AppleSeed: Intent-Based Multi-Domain Infrastructure Management via Few-Shot Learning
Jieyu Lin, Kristina Dzeparoska, Ali Tizghadam, Alberto Leon‐Garcia
Abstract
Managing complex infrastructures in multi-domain settings is time-consuming and error-prone. Intent-based infrastructure management is a means to simplify management by allowing users to specify intents, i.e., high-level statements in natural language, that are automatically realized by the system. However, providing intent-based multi-domain infrastructure management poses a number of challenges: 1) intent translation; 2) plan execution and parallelization; 3) incompatible cross-domain abstractions. To tackle these challenges, we propose AppleSeed, an intent-based infrastructure management system that enables an end-to-end intent-to-deployment pipeline. AppleSeed uses few-shot learning for training a Large Language Model (LLM) to translate intents into intermediate programs, which are processed by a just-in-time compiler and a materialization module to automatically generate parallelizable, domain-specific executable programs.
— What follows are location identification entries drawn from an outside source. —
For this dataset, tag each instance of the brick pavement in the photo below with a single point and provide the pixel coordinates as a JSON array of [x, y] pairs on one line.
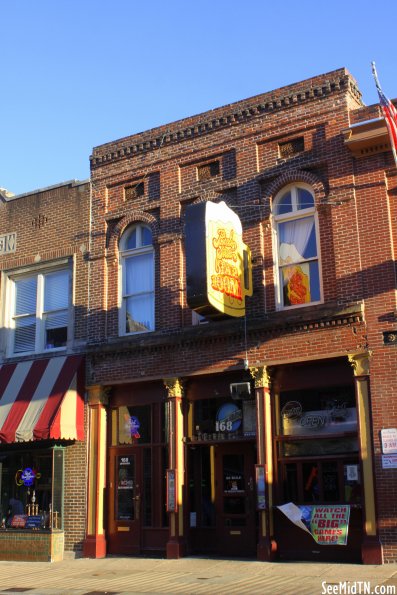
[[192, 576]]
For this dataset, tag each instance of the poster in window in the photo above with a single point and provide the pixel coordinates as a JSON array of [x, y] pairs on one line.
[[260, 487], [296, 284], [328, 525], [171, 491]]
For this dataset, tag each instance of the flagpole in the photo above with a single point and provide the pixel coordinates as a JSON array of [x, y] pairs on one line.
[[389, 113]]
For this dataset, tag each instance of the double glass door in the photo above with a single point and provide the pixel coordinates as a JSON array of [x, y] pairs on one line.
[[125, 490], [222, 499]]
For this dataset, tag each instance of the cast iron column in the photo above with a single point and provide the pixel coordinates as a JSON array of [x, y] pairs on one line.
[[371, 549], [266, 545], [176, 542], [95, 543]]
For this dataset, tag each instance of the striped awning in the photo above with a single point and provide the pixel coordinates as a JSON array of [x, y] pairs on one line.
[[42, 399]]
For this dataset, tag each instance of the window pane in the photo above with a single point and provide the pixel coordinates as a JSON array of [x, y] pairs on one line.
[[305, 199], [284, 205], [25, 299], [314, 281], [295, 281], [146, 237], [318, 413], [139, 274], [131, 240], [140, 314], [56, 291], [56, 330], [25, 333], [297, 240]]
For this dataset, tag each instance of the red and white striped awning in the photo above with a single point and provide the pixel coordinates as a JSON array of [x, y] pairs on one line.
[[42, 399]]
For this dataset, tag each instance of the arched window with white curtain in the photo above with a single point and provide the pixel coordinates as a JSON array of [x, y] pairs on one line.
[[137, 286], [298, 276]]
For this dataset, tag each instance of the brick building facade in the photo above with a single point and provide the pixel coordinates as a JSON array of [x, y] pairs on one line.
[[315, 347], [201, 427], [44, 281]]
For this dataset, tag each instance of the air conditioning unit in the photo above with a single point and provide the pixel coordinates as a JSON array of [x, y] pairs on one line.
[[240, 390]]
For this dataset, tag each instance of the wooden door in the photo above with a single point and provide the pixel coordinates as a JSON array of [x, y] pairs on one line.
[[235, 500], [124, 502]]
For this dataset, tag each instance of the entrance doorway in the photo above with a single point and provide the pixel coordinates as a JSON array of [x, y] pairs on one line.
[[223, 516], [125, 498]]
We evaluate the system in two use cases: Deep Packet Inspection (DPI); and machine learning training and inferencing. Our system achieves efficient intent translation into an execution plan with an average 22.3x lines of code to intent word ratio. It also speeds up the execution of the management plan by 1.7-2.6 times with our JIT compilation for parallelized execution compared to sequential execution.